Si a Antonio Machado, según confiesa en su autobiográfico Retrato, fue el soliloquio el que le enseñó "el secreto de la filantropía", es en estas fechas la pirotecnia callejera la que nos enseña el secreto de la tolerancia. De la tolerancia por cojones; y disculpen la expresión, pero es la más clara. Mientras que el monólogo interior es de suyo silencioso, los petardos son insoportables para quienes no se divierten con su estruendo. Es ésta, la de aquí, una comunidad que corona al ruido como estandarte del derecho a la diversión, el más pueril y demagógico de los derechos contemporáneos: pan y circo, y explosiones callejeras. Tolerancia obligada ante la molestia, un abuso por el que los ostentosos de ocasión exigen "su libertad", esgrimiendo un principio de convivencia -es un decir- que subyace: hoy das por el saco tú; mañana, yo. El derecho a dar el coñazo está santificado en la sociedad de las éticas indoloras e infantiles.

Los defensores de las tradiciones -las suyas, o las que ellos asumen como colectivas e inalienables- te dirán: "Se han tirado petardos de toda la vida". También se daban bofetones a los niños y pellizcos a las niñas de pocos años para educar en los colegios, y también, ya puestos a esgrimir costumbres, se quemaba a los herejes, o se practicó, también por costumbre, el canibalismo para compensar un déficit proteínico. Que los animales sufran con la molestísima diversión del protagonista de ocasión será soslayado por quienes defiendan un "que se jodan los perros, no son personas". Pero resulta que hay humanos menores y menos menores que acusan el bombazo intempestivo o, mucho peor, padecen de autismo o tienen problemas de interpretación de la realidad, y sienten un terror insuperable al oír estas explosiones, gratuitas y narcisistas. Tan navideñas y tan tradicionales.

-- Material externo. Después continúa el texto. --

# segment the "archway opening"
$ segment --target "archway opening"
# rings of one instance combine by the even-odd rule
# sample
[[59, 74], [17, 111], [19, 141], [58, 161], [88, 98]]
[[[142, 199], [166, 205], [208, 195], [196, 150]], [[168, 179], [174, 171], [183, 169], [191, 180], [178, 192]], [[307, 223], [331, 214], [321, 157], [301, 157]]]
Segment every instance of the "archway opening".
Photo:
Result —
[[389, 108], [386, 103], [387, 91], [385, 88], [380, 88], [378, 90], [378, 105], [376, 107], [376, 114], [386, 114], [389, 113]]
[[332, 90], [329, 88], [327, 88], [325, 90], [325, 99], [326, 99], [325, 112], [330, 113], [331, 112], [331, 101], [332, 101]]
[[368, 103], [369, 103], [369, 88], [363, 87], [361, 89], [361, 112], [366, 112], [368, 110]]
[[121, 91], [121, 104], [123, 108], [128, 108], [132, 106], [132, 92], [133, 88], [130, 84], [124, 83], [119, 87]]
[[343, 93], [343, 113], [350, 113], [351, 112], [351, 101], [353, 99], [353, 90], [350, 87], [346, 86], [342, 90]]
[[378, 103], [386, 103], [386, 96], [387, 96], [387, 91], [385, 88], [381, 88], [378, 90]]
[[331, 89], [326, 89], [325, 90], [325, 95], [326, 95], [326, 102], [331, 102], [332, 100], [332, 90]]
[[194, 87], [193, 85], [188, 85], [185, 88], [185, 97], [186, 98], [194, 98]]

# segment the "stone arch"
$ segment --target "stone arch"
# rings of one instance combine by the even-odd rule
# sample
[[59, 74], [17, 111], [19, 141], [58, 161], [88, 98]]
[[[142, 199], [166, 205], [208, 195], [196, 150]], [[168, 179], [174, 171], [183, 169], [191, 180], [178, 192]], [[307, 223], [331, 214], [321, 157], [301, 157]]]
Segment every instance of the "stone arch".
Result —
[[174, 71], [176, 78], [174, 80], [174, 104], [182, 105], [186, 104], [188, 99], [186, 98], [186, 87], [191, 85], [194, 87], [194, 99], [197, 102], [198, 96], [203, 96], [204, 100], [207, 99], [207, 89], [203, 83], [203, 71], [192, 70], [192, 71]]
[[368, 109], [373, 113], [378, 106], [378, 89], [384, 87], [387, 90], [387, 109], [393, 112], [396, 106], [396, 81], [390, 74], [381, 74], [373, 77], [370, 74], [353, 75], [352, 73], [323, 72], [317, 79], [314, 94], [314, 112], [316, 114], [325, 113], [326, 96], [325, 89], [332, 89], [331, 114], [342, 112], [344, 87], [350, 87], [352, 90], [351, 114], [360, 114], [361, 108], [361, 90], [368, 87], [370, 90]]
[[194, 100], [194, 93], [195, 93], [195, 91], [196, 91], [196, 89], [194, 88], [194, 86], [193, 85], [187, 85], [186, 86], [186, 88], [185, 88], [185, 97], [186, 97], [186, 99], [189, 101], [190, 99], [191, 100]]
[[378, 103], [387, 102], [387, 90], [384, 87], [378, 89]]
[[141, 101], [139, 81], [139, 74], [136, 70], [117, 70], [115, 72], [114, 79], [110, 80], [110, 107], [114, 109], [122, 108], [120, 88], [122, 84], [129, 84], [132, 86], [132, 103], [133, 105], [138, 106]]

Lo malo es que nuestros ayuntamientos permitan con ordenanzas y en ciertas fechas, como estas de ahora, la detonación discrecional e inesperada. Una marcha procesional, un desfile reivindicativo no son lo mismo que un petardazo en tu casapuerta o a pocos metros de tus ojos; no es igual que te anuncien un desfile a que te lo encuentres cuando el procesionista decida a su criterio, y por tanto no es tolerable que las ciudades den patente de corso en varios días a quienes ignoran, para su tradicional solaz, a enfermos, mayores, discapacitados, gente a la que el ruido brutal y repentino molesta o asusta. Por no hablar de los animales de compañía. A pesar de que raro es el hogar que no tiene perritos y gatitos. No hacer ruido agresivo es filantropía, o sea, respeto.